# New Book Critiques Calvinism



## Ask Mr. Religion (May 10, 2010)

From here:

New Book Critiques Calvinism 

"David Roach of Southern Baptist Texan has written an interesting article on a new essay book concerning Calvinism in the SBC…

Calvinists and non-Calvinists agree on the central truths of Christianity and should continue to work cooperatively in the Southern Baptist Convention. Nevertheless, Calvinists are wrong in many of their interpretations of Scripture..."​
Has anyone read David Allen's book linked in the article partially quoted above?

AMR


----------



## Cato (May 10, 2010)

Go tell that to Al Mohler


----------



## Zenas (May 10, 2010)

An entirely unhelpful endeavor. The article provided rehashes the Calvinist/non-Calvinist argument regarding Total Depravity, as so written in the book its about. It seems like the same arguments in a new dust jacket. My question is, "Why?" You say that God's grace gives people the ability. We say that Christ's death accomplished more than creating the ability to believe, but actually and effectively saved His people regardless of themselves. 

You can literally script the entire argument.

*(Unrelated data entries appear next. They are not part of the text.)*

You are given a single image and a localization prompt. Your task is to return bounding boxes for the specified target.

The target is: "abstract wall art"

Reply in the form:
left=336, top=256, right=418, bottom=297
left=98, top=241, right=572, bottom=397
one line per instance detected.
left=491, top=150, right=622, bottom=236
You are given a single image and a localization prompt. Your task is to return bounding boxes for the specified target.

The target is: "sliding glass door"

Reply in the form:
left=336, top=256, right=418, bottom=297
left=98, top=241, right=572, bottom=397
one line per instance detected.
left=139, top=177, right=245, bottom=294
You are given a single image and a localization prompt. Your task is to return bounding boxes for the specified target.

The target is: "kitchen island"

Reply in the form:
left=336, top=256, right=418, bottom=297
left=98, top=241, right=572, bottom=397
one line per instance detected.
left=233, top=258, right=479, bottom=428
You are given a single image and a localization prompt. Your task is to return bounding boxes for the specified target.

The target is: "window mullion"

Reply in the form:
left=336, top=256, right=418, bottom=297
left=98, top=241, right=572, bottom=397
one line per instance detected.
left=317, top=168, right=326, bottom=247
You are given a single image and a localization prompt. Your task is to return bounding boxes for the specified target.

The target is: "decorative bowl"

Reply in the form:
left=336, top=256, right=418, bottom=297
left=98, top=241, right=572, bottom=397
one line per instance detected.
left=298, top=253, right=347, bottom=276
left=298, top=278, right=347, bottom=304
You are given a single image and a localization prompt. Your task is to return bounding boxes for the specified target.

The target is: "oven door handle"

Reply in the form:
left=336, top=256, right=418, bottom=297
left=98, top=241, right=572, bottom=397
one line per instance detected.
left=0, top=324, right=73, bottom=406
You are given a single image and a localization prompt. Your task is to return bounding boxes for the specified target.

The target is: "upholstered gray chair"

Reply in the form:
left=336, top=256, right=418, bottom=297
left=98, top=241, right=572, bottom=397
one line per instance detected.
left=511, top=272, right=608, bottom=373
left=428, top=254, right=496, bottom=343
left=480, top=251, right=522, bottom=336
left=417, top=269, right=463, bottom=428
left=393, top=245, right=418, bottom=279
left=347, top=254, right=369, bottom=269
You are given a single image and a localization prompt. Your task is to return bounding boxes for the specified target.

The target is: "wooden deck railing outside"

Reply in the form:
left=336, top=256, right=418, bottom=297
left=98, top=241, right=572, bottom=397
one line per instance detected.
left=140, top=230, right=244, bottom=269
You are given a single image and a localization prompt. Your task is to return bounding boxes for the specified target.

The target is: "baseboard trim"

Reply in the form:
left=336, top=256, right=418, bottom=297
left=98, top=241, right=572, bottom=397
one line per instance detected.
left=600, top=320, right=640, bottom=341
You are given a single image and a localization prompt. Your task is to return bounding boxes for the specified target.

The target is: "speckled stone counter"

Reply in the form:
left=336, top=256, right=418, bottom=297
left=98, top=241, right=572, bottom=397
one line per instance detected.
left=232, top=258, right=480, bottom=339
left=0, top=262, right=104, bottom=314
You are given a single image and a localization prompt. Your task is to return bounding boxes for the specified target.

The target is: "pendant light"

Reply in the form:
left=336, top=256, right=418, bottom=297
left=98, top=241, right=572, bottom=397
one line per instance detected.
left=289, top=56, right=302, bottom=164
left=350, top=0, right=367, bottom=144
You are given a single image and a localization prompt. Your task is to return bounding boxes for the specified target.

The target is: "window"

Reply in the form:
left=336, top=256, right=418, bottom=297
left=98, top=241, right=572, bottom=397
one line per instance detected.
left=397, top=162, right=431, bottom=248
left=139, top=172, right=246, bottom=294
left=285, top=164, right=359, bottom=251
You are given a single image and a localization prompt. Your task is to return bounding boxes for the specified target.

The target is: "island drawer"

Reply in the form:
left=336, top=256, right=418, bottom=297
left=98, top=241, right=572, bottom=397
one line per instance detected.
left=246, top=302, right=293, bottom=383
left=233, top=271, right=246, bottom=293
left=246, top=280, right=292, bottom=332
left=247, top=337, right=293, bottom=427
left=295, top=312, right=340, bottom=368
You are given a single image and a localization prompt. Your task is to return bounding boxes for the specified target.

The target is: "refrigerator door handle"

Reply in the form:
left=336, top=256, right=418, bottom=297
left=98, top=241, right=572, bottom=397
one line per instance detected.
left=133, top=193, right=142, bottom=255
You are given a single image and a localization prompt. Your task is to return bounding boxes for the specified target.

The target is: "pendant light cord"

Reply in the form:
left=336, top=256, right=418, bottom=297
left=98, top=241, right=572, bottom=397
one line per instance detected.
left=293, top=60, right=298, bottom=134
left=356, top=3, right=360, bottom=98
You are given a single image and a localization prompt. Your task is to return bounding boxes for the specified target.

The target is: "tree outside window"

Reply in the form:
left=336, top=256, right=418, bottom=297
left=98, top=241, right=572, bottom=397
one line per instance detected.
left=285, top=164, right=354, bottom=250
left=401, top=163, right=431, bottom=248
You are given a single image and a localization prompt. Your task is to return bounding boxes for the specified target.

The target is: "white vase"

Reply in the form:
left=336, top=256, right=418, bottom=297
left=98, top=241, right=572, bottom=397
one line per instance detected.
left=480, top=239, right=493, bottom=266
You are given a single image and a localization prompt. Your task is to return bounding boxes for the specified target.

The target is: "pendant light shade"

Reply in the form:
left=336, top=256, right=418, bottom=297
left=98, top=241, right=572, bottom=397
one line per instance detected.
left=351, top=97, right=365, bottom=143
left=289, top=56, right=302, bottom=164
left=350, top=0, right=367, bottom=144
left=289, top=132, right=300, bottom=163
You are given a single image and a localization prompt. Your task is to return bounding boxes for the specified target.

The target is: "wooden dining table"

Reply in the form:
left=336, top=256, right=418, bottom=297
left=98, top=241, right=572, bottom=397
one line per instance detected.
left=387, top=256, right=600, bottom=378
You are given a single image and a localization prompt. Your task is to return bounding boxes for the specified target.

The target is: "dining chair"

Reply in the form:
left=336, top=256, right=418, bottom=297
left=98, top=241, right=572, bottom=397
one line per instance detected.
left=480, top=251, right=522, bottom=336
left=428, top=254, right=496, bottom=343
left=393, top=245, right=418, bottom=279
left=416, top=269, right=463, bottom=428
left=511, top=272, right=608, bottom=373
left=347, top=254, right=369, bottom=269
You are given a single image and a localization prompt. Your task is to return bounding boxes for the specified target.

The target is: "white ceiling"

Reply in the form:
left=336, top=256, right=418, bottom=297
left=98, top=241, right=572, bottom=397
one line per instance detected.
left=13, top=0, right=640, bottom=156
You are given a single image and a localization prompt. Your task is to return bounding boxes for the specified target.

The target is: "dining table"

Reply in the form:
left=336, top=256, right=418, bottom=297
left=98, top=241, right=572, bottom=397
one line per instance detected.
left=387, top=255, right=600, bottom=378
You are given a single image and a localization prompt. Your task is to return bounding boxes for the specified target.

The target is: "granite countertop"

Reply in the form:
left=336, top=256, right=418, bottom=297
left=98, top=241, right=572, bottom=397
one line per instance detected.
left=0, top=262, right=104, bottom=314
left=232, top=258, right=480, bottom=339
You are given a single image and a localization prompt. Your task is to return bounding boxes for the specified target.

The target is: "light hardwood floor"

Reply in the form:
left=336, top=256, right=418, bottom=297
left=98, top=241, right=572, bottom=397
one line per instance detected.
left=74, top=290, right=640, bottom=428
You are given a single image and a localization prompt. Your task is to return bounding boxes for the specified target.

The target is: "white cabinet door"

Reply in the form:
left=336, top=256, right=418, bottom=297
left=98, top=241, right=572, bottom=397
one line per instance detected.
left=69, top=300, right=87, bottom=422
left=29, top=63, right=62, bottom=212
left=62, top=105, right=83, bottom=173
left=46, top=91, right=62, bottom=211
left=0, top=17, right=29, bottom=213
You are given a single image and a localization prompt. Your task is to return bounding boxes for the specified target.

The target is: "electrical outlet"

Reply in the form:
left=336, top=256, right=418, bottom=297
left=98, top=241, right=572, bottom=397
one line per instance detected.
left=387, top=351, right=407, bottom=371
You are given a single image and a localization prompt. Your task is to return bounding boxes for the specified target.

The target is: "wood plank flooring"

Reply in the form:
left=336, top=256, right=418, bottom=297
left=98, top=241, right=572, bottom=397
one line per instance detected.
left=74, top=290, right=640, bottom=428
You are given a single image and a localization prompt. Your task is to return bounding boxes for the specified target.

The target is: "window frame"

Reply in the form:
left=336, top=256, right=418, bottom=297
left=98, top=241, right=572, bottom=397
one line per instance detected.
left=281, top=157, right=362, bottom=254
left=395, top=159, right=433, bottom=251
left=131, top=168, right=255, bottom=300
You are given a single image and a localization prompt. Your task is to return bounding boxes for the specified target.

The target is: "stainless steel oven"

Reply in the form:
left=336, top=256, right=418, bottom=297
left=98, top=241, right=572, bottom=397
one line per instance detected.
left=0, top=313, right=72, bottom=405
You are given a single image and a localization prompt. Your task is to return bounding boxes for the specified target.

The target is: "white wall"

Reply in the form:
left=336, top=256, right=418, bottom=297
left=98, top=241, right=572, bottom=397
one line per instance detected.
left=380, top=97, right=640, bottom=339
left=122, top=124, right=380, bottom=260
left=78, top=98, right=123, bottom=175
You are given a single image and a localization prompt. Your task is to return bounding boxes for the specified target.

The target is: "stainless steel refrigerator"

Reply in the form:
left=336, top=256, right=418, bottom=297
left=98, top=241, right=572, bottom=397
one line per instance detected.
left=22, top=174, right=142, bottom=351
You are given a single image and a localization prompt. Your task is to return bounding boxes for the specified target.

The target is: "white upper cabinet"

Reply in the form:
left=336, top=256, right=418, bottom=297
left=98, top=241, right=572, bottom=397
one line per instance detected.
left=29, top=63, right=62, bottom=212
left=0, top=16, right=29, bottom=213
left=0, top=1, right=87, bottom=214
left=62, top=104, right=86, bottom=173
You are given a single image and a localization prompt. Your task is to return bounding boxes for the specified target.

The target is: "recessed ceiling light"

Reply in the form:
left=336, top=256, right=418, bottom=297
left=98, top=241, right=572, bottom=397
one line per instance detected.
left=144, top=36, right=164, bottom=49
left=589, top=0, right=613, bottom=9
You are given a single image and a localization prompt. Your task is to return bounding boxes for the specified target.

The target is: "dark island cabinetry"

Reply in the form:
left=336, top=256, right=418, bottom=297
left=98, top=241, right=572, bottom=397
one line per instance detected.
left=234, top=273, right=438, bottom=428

If that's true, why write a book on what we all already know? One of the things that I believe is that a book should be helpful and do something that other books that it is like do not do. For example, it might explain something not thoroughly understood or convey the same ideas to a different level of readers, i.e. non-academics. There are many writers, some in the Reformed camp, that don't follow this rule. This book seems to ignore it as well. I don't understand wasting time writing something someone else has written about.


----------